Как я уже сказал выше, по причине нелюбви бабушки к гувернантке нашей Анне Карловне эта последняя не только стушевывалась в Знаменском, но как-то даже уединялась под разными какими-нибудь предлогами, когда мы приезжали в этот «рай». Нас поэтому гулять в сад отпускали всегда с нянькой нашей и вот с этими степенными и приближенными Знаменскими женщинами. Так было и на этот раз: Анна Карловна наутро оказалась больной: у ней разболелись зубы, она подвязала себе щеку, и мы пошли гулять в сад с нянькой нашей в сопровождении «Анфисушек», «Авдотьюшек» и т. п. Мы с сестрой начали бегать, собирать палочки, цветы, наши надзирательницы затянули свою песню — бесконечные разговоры о новостях. Я навострил уши; побегал несколько и начал отставать, держаться ближе к ним. Наконец мы, погулявши несколько, добрались до беседки и там все уселись. Я скоблил какую-то палочку перочинным ножом, сестра делала букетики из набранных цветов; нянька с приближенными женщинами говорила.

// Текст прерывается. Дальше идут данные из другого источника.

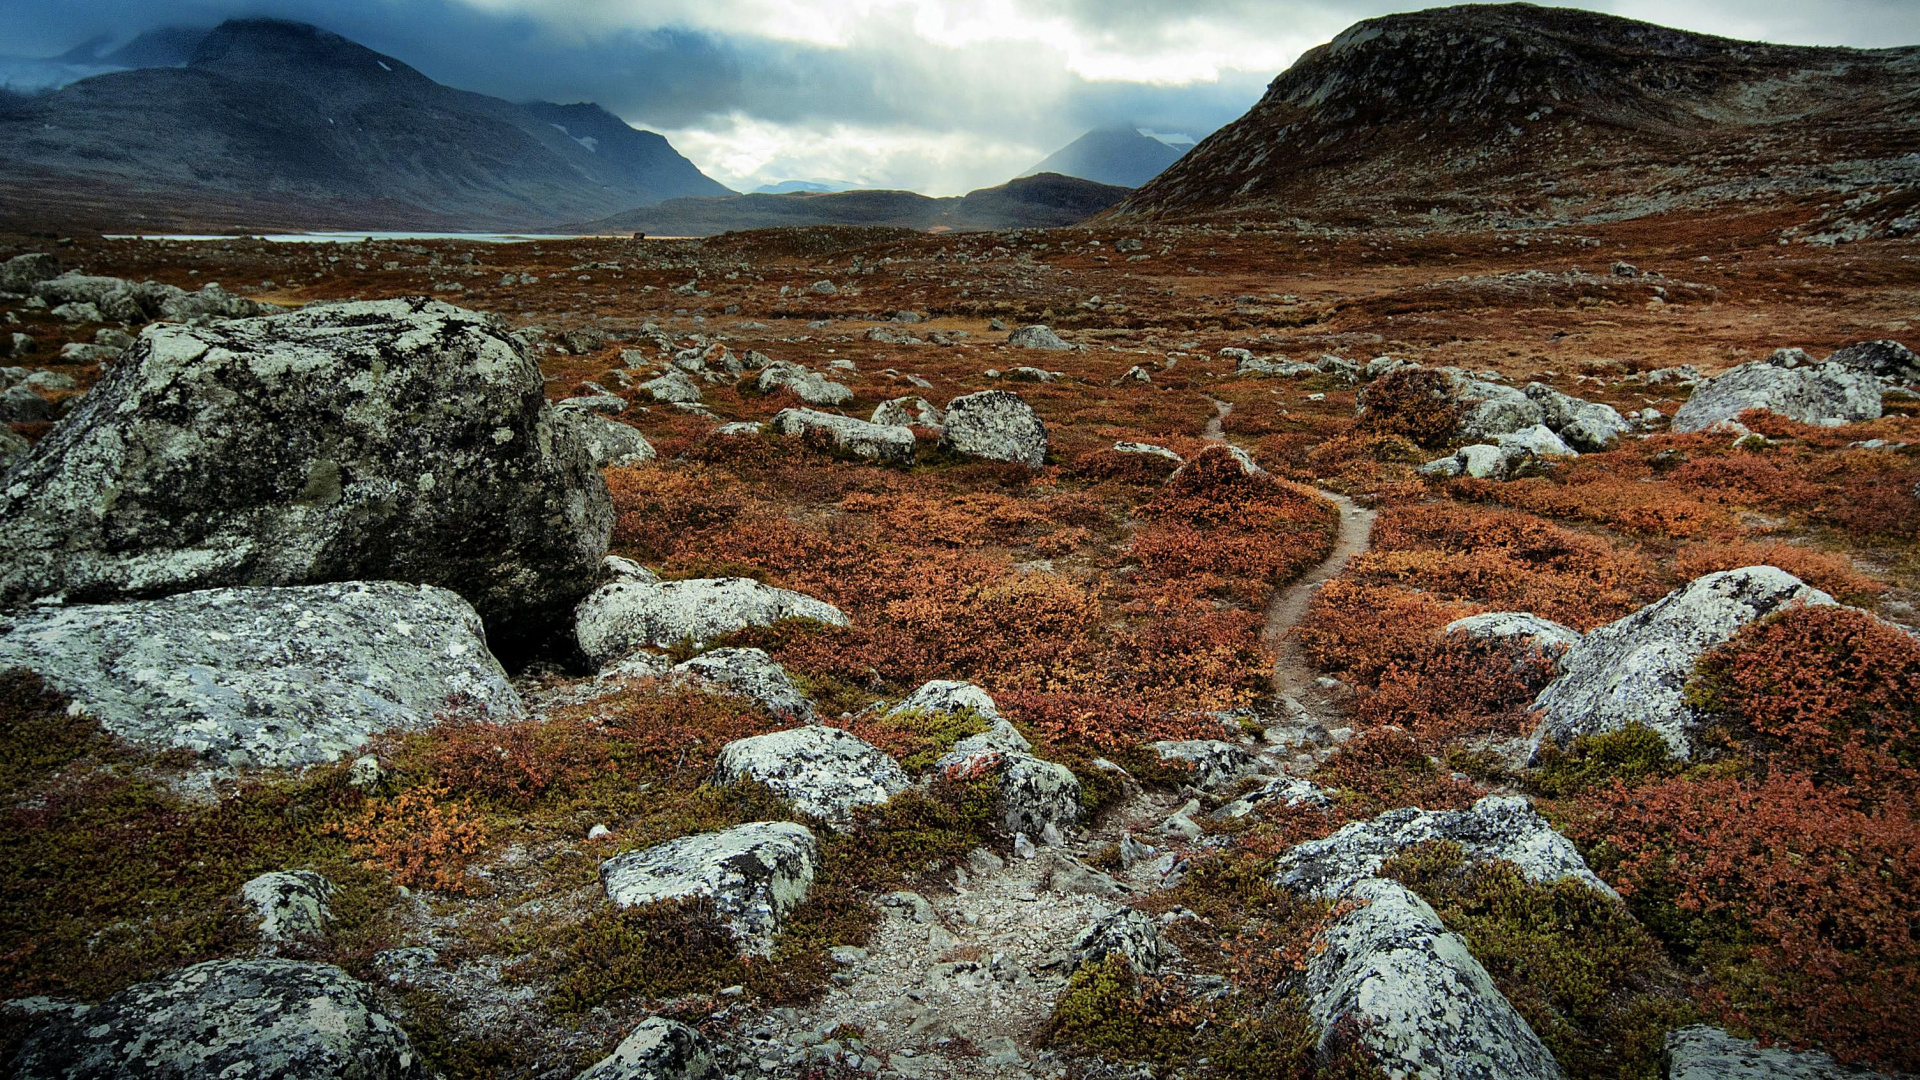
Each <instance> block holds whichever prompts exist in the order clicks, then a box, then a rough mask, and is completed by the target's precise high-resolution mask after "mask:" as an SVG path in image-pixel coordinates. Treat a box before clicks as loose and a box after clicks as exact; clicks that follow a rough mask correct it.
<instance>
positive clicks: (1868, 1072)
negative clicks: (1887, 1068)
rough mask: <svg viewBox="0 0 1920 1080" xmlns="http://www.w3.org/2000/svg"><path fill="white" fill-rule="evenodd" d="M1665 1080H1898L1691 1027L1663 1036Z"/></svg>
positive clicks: (1704, 1029) (1732, 1036) (1757, 1043)
mask: <svg viewBox="0 0 1920 1080" xmlns="http://www.w3.org/2000/svg"><path fill="white" fill-rule="evenodd" d="M1667 1080H1899V1078H1895V1076H1885V1074H1880V1072H1868V1070H1864V1068H1859V1067H1847V1065H1841V1063H1837V1061H1834V1059H1832V1057H1828V1055H1824V1053H1820V1051H1816V1049H1809V1051H1791V1049H1786V1047H1778V1045H1776V1047H1763V1045H1761V1043H1757V1042H1753V1040H1741V1038H1734V1036H1730V1034H1726V1032H1724V1030H1720V1028H1713V1026H1707V1024H1692V1026H1686V1028H1680V1030H1676V1032H1668V1034H1667Z"/></svg>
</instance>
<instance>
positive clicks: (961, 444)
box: [941, 390, 1048, 469]
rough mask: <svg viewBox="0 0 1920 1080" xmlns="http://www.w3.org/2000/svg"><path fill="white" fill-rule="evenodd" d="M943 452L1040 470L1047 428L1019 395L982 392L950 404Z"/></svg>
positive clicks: (944, 434) (1005, 390)
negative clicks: (985, 459) (1004, 461)
mask: <svg viewBox="0 0 1920 1080" xmlns="http://www.w3.org/2000/svg"><path fill="white" fill-rule="evenodd" d="M941 450H945V452H948V454H962V455H968V457H983V459H987V461H1016V463H1021V465H1025V467H1029V469H1039V467H1043V465H1044V463H1046V450H1048V444H1046V425H1043V423H1041V417H1037V415H1035V413H1033V407H1031V405H1027V404H1025V402H1021V400H1020V396H1018V394H1010V392H1006V390H981V392H979V394H968V396H964V398H954V400H952V402H948V404H947V425H945V427H943V429H941Z"/></svg>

— Не догадывалась... не догадывалась, милая моя, — говорила нашей няньке одна из женщин, — до вчерашнего дня, до самого вчерашнего дня не догадывалась... А вчера вот и налетела... И случилась беда нежданно-негаданно совсем. И никогда она раньше шести-семи часов не вставала, а тут вот ей как кто сказал словно, встала, сама, никому не говоря ни слова, накинула пеньюар, ножки в туфельки, вышла, глядит, а они в гостиной... барин-то Верку-девку обнял, да так (женщина показала, как) взял ее за подбородок, по щечке и ласкает... Барыня постояла-постояла в дверях, силы-моченьки-то у ней не хватило, она вдруг вскрикнула слабым, странным голосом да шлеп об земь, в дурноте: припадок с ней сделался...

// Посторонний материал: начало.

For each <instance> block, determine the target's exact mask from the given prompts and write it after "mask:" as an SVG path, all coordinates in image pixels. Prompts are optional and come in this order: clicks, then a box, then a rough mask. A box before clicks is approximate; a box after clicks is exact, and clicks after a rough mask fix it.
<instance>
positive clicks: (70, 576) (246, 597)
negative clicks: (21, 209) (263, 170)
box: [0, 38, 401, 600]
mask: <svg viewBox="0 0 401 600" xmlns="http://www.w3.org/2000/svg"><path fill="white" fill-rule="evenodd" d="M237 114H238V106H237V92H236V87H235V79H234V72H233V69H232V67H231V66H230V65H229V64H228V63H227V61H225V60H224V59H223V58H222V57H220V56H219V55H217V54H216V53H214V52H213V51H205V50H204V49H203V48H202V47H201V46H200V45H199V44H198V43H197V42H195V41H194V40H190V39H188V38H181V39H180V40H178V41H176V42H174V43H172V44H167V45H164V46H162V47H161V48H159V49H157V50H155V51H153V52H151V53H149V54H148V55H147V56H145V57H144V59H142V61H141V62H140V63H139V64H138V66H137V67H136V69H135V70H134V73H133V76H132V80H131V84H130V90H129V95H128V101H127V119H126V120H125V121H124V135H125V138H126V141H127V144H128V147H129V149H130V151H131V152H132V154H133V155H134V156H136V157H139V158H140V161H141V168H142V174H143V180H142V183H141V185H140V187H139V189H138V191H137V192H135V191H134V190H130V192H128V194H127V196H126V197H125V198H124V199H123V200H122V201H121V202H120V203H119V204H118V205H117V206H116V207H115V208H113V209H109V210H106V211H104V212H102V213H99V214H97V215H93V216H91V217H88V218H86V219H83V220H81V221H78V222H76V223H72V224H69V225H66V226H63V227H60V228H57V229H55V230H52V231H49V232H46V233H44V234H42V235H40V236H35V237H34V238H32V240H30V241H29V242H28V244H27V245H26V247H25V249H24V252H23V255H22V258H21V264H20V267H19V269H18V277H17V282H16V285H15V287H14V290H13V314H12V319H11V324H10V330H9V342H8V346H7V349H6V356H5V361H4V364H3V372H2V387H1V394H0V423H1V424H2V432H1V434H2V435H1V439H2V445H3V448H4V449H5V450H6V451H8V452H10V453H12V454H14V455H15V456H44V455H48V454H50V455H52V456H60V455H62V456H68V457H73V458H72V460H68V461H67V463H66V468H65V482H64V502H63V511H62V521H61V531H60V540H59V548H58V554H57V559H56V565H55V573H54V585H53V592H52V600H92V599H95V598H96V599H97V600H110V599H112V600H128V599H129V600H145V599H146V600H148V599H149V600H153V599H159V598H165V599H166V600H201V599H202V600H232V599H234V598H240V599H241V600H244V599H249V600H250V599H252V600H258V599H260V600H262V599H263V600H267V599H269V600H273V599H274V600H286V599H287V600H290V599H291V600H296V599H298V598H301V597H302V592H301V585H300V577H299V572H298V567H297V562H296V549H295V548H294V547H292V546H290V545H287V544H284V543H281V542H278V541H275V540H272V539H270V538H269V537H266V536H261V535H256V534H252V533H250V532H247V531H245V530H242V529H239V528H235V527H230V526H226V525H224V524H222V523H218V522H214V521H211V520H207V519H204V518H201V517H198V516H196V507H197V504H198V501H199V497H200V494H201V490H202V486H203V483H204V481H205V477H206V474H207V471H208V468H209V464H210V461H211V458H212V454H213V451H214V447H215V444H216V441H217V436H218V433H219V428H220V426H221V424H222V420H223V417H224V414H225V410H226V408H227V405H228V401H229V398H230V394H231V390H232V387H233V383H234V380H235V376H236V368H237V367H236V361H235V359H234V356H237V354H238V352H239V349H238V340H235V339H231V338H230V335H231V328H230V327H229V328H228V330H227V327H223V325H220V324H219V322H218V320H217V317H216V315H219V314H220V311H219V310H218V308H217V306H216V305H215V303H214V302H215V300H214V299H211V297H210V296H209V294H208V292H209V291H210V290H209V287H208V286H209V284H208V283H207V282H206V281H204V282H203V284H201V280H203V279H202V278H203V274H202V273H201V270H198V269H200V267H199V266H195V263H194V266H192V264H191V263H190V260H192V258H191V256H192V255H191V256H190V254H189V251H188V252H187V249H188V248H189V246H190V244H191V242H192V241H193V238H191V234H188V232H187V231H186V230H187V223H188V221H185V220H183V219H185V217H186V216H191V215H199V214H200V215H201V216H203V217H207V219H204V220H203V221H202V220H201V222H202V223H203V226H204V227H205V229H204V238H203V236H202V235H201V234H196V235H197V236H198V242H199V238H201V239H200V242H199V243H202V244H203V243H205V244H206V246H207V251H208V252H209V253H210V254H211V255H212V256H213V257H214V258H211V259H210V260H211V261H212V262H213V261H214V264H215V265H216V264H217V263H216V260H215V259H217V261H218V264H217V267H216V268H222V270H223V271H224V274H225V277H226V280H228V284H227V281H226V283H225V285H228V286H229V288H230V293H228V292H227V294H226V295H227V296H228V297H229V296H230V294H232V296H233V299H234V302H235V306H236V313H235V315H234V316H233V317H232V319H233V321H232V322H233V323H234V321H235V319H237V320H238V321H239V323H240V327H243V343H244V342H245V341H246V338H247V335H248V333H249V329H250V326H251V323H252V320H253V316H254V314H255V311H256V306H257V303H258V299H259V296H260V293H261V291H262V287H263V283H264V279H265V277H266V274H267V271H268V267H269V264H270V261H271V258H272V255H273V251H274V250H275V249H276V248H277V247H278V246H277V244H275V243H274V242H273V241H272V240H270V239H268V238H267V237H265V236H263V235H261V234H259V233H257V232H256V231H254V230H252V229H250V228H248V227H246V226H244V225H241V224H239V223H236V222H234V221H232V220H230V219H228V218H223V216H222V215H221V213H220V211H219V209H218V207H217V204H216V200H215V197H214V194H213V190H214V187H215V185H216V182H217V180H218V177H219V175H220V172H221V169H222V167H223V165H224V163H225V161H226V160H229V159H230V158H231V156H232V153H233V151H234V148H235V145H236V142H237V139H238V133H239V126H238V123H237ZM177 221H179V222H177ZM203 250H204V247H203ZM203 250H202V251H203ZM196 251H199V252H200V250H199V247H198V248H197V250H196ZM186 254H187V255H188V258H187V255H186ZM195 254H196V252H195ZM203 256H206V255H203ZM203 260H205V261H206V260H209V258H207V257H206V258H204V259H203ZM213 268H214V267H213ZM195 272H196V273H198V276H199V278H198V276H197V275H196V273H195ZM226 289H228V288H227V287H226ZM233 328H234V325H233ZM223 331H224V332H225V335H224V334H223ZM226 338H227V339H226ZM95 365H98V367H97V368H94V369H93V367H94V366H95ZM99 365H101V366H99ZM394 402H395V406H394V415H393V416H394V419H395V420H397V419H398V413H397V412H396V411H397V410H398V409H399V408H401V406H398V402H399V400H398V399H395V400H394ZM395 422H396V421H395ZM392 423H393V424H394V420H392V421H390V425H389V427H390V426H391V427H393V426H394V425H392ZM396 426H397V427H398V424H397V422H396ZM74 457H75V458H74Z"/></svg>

«Гм!.. вот что, — подумал я, — да я же это давно, еще в прошлом году видел...»
А женщина продолжала:
— Ну, сейчас народ сбежался: Евпраксеюшка из зала, где барину чай наливала, Стешка, горничная барынина, Лушка-девчонка... Барин-то хочет к барыне подойти, взять ее за руку, а она этак (женщина показала, как) ручкой-то от него... показывает, дескать, не подходи ко мне, не прикасайся, потому одним глазком-то видит она, один глазок-то закрыт у ней, а другой только этак вполовину — она и видит все... «Несите, говорит, меня в спальню, спирту мне подайте». Принесли мы ее в спальню, положили на кровать, понюхала она это спирту и говорит: «А подлая эта где, разлучница-то моя, злодейка? Подайте мне ее...» Кинулись мы за Веркой, а ее и след простыл, и где она — никто но знает. Ну, первое дело, думаем, давиться на чердак кинулась — мы туда — нет, осмотрели со свечой весь чердак — нет. Куда, думаем? На реку топиться пошла? Туда мы за ней. А она уж стоит на самом берегу и того гляди вот-вот в воду сейчас бросится. А на этом месте вода глубоченная, омут тут возле, бросится — как ключ ко дну пойдет. Ей и боязно, видно, стало, девка-то она этакая смирная да робкая, ну и не решается, стоит, а не решается все... «Что ты, мол, дура! — как закричим мы на нее. — Души тебе своей не жаль[13], страшного суда божьего не боишься?» Подошли мы к ней, а она вся вот как (женщина показала, как) трясьмя-трясется, как в, лихорадке... и глаза такие у ней стали — смотрит на нас, а как бы словно ничего не видит ими... Ну, взяли мы ее, повели... приводим. «Ты, говорим, как к барыне войдешь — в ножки сейчас ей...» Барыня как увидала ее, опять сейчас в дурноту... Только полежала этак немного, видит одним глазком — Верка стоит у кровати перед ней на коленях, приподнялась она немножко, да ее этак... этак... наотмашь (женщина показала опять, как) ручкой два раза по щеке: «Барыней захотела быть?.. Да?.. Подайте сейчас сюда ножницы, косу ей отрезать, полголовы ей остричь...» Принесли сейчас ножницы — косу прочь. «Стригите голову ей!» Стригут ей голову, а барыня-то сдержать не могут, значит, гнева, нет-нет да и ручкой ее опять этак... этак... «Сослать ее, говорит, сегодня же в дальний хутор, выдать ее там за самого последнего что ни на есть пастуха-дурака-старика, за свиньями чтобы там ходила». Нарядили сейчас же подводу, посадили ее, и собраться не дали — марш в Семеновскую пустошь, на хутор...
13
Души тебе своей не жаль... — Самоубийство входит в число семи смертных грехов, не прощаемых церковью.